# Wallrus: Software

The purpose of the PC software is to translate a vector graphic into a list of steps for painting the imported image. These steps detail the current length of each belt, the speed of each motor, and the status of the actuator. These instructions are sent to the PIC, which follows the directions by controlling the motors and the solenoids, thereby drawing the picture. Converting an image into a list of instructions based on belt position requires several intermediate processes.

Our device specifies that the input image be in the form of a scalable vector graphic (SVG). SVG files are XML-formatted text representations of vector graphics. The first processing step, then, is to parse SVG’s XML to extract a list of paths. Within each path, SVG use single letter strings followed by zero or more coordinates to define how each segment of the path should be drawn. The instruction `['L', 5, 10]`, for example, directs the computer to draw a straight line from the current point to the Cartesian point (5, 10). More complicated instructions, however, rely on Bézier curves to describe how a curve should be drawn. In order to use this information, we must first translate the Bézier curve into a list of Cartesian points.

Once the SVG image is successfully parsed, we convert each of the Bézier path segments (curves) into a list of X-Y points. This process begins by determining the order of each Bezier curve (the number of points required to describe the curve). We then convert each curve into a list of discrete Cartesian points using the parametric definition for the order of the Bezier curve. The number of Cartesian points used in this conversion depends on the length of the curve. This is calculated using the formula for arc length of a parametric function. This software component also scales the image so that the largest Cartesian coordinate corresponds to the edge of our drawing area. In this way, we convert each Bezier curve into a list of Cartesian points which fit on the drawing area and closely resemble the imported image.

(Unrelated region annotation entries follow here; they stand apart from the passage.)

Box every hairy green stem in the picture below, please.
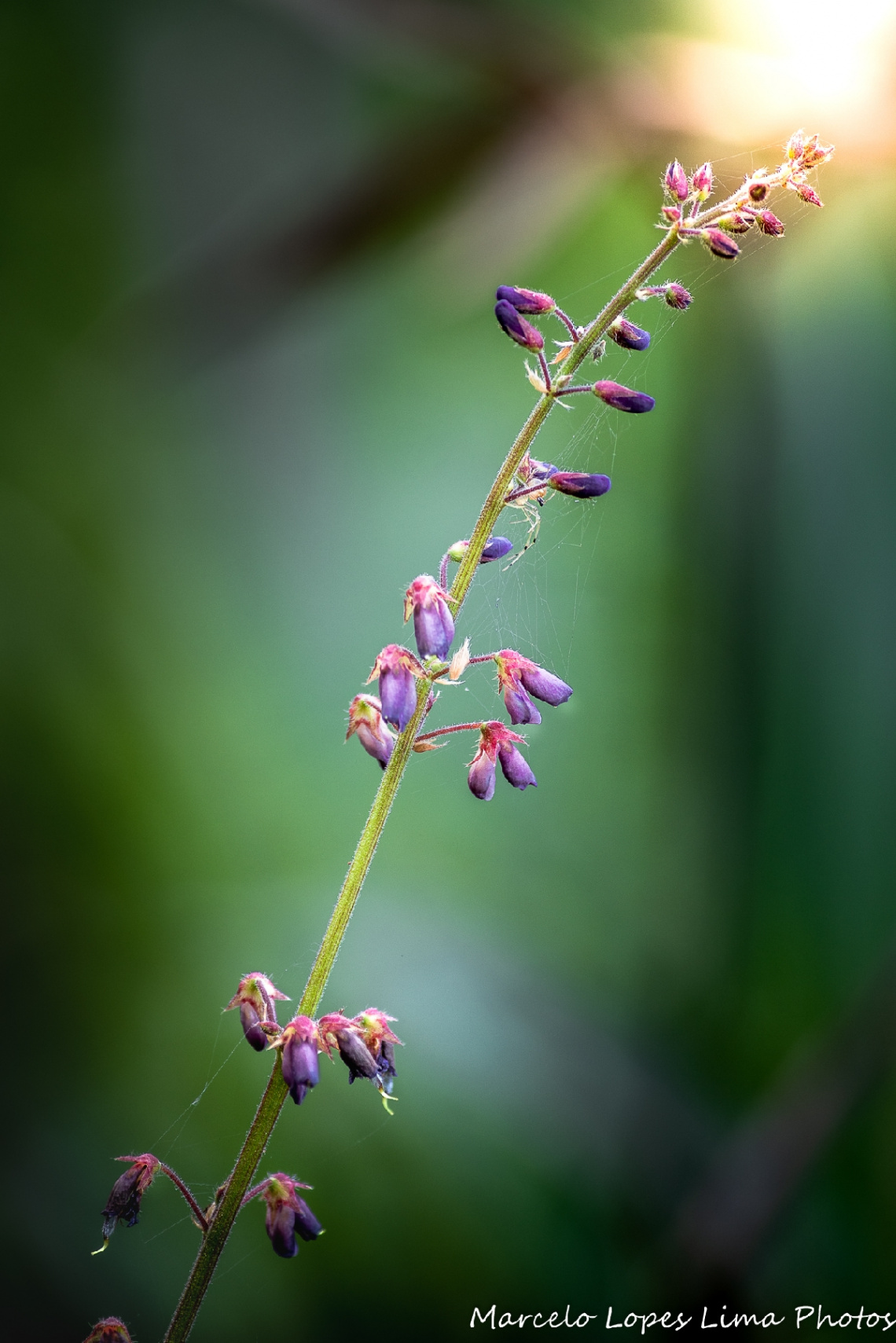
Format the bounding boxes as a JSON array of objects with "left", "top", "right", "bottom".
[{"left": 165, "top": 174, "right": 783, "bottom": 1343}]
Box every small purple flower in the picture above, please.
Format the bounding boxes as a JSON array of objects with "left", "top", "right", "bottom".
[
  {"left": 345, "top": 695, "right": 395, "bottom": 769},
  {"left": 494, "top": 648, "right": 572, "bottom": 727},
  {"left": 466, "top": 720, "right": 540, "bottom": 802},
  {"left": 85, "top": 1315, "right": 131, "bottom": 1343},
  {"left": 259, "top": 1174, "right": 324, "bottom": 1258},
  {"left": 498, "top": 743, "right": 538, "bottom": 791},
  {"left": 700, "top": 229, "right": 740, "bottom": 261},
  {"left": 317, "top": 1011, "right": 379, "bottom": 1084},
  {"left": 102, "top": 1152, "right": 161, "bottom": 1248},
  {"left": 494, "top": 284, "right": 557, "bottom": 314},
  {"left": 281, "top": 1017, "right": 320, "bottom": 1106},
  {"left": 367, "top": 644, "right": 422, "bottom": 732},
  {"left": 494, "top": 298, "right": 544, "bottom": 350},
  {"left": 447, "top": 536, "right": 513, "bottom": 564},
  {"left": 663, "top": 159, "right": 689, "bottom": 200},
  {"left": 663, "top": 281, "right": 693, "bottom": 313},
  {"left": 404, "top": 574, "right": 454, "bottom": 659},
  {"left": 548, "top": 472, "right": 611, "bottom": 500},
  {"left": 224, "top": 971, "right": 288, "bottom": 1051},
  {"left": 593, "top": 381, "right": 655, "bottom": 415},
  {"left": 479, "top": 536, "right": 513, "bottom": 564},
  {"left": 608, "top": 317, "right": 650, "bottom": 349}
]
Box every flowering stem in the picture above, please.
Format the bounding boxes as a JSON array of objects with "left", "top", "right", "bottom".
[
  {"left": 417, "top": 722, "right": 483, "bottom": 741},
  {"left": 159, "top": 174, "right": 783, "bottom": 1343}
]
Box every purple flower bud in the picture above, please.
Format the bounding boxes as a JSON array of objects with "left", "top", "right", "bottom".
[
  {"left": 239, "top": 1002, "right": 267, "bottom": 1053},
  {"left": 281, "top": 1017, "right": 320, "bottom": 1106},
  {"left": 367, "top": 644, "right": 420, "bottom": 732},
  {"left": 548, "top": 472, "right": 610, "bottom": 500},
  {"left": 504, "top": 681, "right": 542, "bottom": 728},
  {"left": 224, "top": 971, "right": 288, "bottom": 1050},
  {"left": 259, "top": 1174, "right": 324, "bottom": 1258},
  {"left": 494, "top": 284, "right": 557, "bottom": 313},
  {"left": 608, "top": 317, "right": 650, "bottom": 349},
  {"left": 498, "top": 743, "right": 538, "bottom": 791},
  {"left": 296, "top": 1197, "right": 324, "bottom": 1241},
  {"left": 494, "top": 299, "right": 544, "bottom": 350},
  {"left": 700, "top": 229, "right": 740, "bottom": 261},
  {"left": 466, "top": 725, "right": 534, "bottom": 802},
  {"left": 520, "top": 658, "right": 572, "bottom": 708},
  {"left": 404, "top": 574, "right": 454, "bottom": 659},
  {"left": 345, "top": 695, "right": 395, "bottom": 769},
  {"left": 593, "top": 381, "right": 655, "bottom": 415},
  {"left": 479, "top": 536, "right": 513, "bottom": 564},
  {"left": 102, "top": 1152, "right": 161, "bottom": 1241},
  {"left": 466, "top": 748, "right": 494, "bottom": 802},
  {"left": 85, "top": 1315, "right": 131, "bottom": 1343},
  {"left": 663, "top": 281, "right": 693, "bottom": 311},
  {"left": 663, "top": 159, "right": 689, "bottom": 200}
]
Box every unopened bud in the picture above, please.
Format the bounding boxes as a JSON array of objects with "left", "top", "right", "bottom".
[
  {"left": 691, "top": 163, "right": 712, "bottom": 200},
  {"left": 548, "top": 472, "right": 610, "bottom": 500},
  {"left": 700, "top": 229, "right": 740, "bottom": 261},
  {"left": 591, "top": 381, "right": 655, "bottom": 415},
  {"left": 494, "top": 284, "right": 557, "bottom": 313},
  {"left": 756, "top": 210, "right": 784, "bottom": 237},
  {"left": 608, "top": 317, "right": 650, "bottom": 349},
  {"left": 281, "top": 1017, "right": 320, "bottom": 1106},
  {"left": 224, "top": 971, "right": 288, "bottom": 1051},
  {"left": 494, "top": 298, "right": 544, "bottom": 350},
  {"left": 449, "top": 639, "right": 470, "bottom": 681},
  {"left": 85, "top": 1315, "right": 131, "bottom": 1343},
  {"left": 663, "top": 159, "right": 688, "bottom": 200},
  {"left": 94, "top": 1152, "right": 161, "bottom": 1253}
]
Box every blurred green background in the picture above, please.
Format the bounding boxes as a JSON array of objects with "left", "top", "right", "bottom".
[{"left": 0, "top": 0, "right": 896, "bottom": 1343}]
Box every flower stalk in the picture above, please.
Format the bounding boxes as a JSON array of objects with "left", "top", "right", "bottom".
[{"left": 138, "top": 133, "right": 829, "bottom": 1343}]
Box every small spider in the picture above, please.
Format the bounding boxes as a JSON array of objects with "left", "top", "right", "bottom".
[{"left": 504, "top": 453, "right": 556, "bottom": 574}]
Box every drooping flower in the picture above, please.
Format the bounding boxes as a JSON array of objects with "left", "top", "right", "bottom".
[
  {"left": 608, "top": 317, "right": 650, "bottom": 349},
  {"left": 354, "top": 1007, "right": 402, "bottom": 1095},
  {"left": 494, "top": 648, "right": 572, "bottom": 727},
  {"left": 404, "top": 574, "right": 454, "bottom": 659},
  {"left": 258, "top": 1172, "right": 324, "bottom": 1258},
  {"left": 85, "top": 1315, "right": 131, "bottom": 1343},
  {"left": 281, "top": 1017, "right": 320, "bottom": 1106},
  {"left": 317, "top": 1011, "right": 379, "bottom": 1084},
  {"left": 345, "top": 695, "right": 395, "bottom": 769},
  {"left": 663, "top": 159, "right": 689, "bottom": 200},
  {"left": 494, "top": 298, "right": 544, "bottom": 350},
  {"left": 494, "top": 284, "right": 557, "bottom": 314},
  {"left": 548, "top": 472, "right": 611, "bottom": 500},
  {"left": 466, "top": 720, "right": 540, "bottom": 802},
  {"left": 593, "top": 379, "right": 657, "bottom": 415},
  {"left": 700, "top": 229, "right": 740, "bottom": 261},
  {"left": 367, "top": 644, "right": 423, "bottom": 732},
  {"left": 224, "top": 972, "right": 288, "bottom": 1050},
  {"left": 102, "top": 1152, "right": 161, "bottom": 1248}
]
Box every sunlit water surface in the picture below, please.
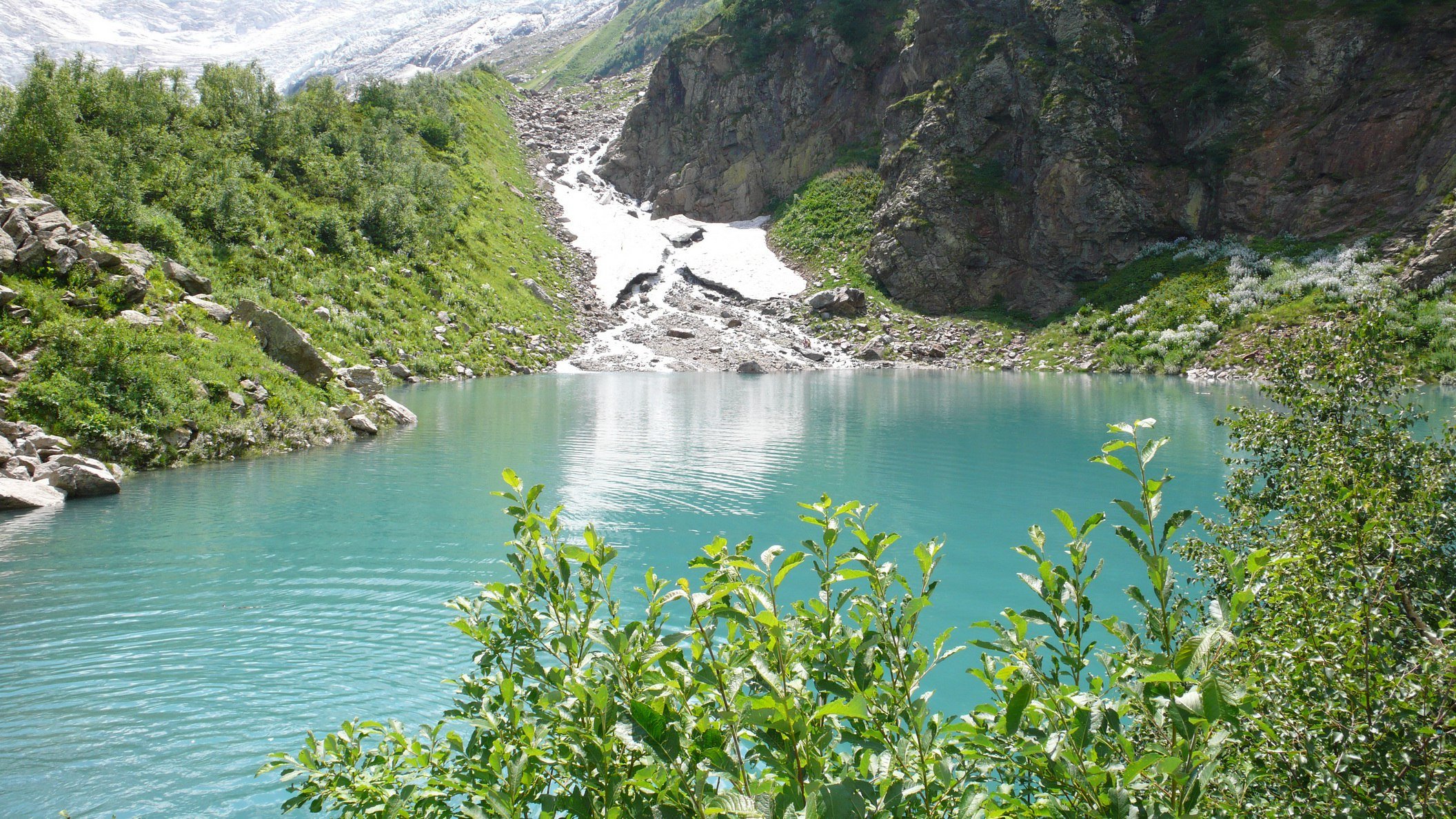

With our original image represented as a list of Cartesian points, we convert the X-Y points to a different coordinate system. In this system, each point is represented by its distance from the two motors, located just above the upper right and the upper left of the drawing frame. Converting between these coordinate systems involves basic geometry: each belt’s length forms the hypotenuse of a right triangle, with legs equal to the vertical and horizontal distances to each motor. This function also reads the single letter instructions from the SVG and translates them into either a 1 or 0, depending on whether or not the spray can should be actuated to prevent from spraying lines when moving between different paths.

The final software component determines the speed of each motor between points. By experimenting with different paint intensities, we decided that the spray-can should move no faster than four inches per second. Using this speed our software works backwards to determine how much time the spray-can has to move between points. Dividing the change in belt length of each motor by this time yields the speed of both motors. This information is packaged along with belt positions and actuation status to provide the PIC with a complete list of instructions for how to draw the imported image. We then send this path data to the microcontroller one instruction at a time over full-speed USB.